You probably never heard of him - I hadn't until some days ago -, but Philipp von Boeselager was the last surviving member of the group that plotted "operation Valkyrie", the failed conspiracy to kill Hitler on 20 July, 1944. He died in his sleep, at age 91, on May 1.
He survived because none of his co-conspirators, even under torture, gave away his name. He was the man who procured and prepared the explosives and fuses for the bomb that went off in the Führerhauptquartier.

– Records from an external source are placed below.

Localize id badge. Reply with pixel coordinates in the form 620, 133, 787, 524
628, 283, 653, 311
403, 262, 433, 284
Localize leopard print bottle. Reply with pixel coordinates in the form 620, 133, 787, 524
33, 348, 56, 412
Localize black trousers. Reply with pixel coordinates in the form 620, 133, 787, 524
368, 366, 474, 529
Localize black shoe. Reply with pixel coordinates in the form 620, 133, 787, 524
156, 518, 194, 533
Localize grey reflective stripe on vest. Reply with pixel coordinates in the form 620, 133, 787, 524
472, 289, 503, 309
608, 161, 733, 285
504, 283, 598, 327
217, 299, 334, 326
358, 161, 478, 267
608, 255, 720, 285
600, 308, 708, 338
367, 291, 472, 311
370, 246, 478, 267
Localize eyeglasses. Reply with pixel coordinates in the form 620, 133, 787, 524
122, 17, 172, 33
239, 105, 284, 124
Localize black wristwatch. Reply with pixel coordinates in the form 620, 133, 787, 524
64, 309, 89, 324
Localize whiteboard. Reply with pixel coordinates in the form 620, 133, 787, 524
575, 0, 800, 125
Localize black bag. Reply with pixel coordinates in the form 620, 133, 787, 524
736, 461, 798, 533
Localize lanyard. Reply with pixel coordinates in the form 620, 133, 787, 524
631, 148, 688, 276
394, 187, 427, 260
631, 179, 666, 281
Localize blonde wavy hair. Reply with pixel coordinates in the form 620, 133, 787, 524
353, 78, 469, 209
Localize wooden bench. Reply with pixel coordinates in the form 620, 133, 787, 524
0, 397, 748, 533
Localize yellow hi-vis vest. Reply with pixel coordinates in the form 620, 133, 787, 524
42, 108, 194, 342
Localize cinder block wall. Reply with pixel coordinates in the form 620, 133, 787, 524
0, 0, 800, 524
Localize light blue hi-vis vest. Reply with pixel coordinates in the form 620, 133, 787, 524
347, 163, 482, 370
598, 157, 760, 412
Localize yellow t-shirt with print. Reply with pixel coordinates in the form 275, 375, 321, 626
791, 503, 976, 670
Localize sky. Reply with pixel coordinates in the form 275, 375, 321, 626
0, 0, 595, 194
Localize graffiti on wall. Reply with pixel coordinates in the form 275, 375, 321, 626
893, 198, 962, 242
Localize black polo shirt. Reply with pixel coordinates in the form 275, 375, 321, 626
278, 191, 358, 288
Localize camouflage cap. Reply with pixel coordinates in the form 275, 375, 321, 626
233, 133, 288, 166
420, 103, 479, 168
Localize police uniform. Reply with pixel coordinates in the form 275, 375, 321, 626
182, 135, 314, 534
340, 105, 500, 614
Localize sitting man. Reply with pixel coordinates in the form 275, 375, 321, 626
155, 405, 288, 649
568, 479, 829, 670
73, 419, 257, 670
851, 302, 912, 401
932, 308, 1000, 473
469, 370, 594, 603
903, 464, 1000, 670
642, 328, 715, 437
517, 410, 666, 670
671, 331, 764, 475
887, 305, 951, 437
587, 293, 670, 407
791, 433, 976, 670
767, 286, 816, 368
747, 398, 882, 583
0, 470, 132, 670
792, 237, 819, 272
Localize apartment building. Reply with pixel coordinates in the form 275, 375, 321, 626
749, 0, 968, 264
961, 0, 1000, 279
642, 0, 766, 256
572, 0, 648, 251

He led a quiet life after the war; in later years, he talked to school classes and students about the plot; for all those years, he was obsessed about the fact that on one occasion, he was 60 cm away from Hitler with a loaded gun in his pocket, but didn't shoot. This was an earlier attempt to kill Hitler during a meeting, but the group leader had forbidden the killing when he had heard that Hitler would be at the meeting without Himmler, the chief of the SS; he feared civil war would ensue should Hitler be killed but Himmler left alive.
To its eternal shame, Germany's modern army, the Bundeswehr, never once invited him to speak before its officers, never gave him any honours for his courage, and never named anything after him or some such. The Bundeswehr was built using old Wehrmacht and Nazi personnel, and those firmly injected into the self image of the new army that it wouldn't honour "traitors" who had "reneged" on their oath of service (which at the time was a personal oath to Hitler). Times have improved since, but not quick enough to give von Boeselager his due.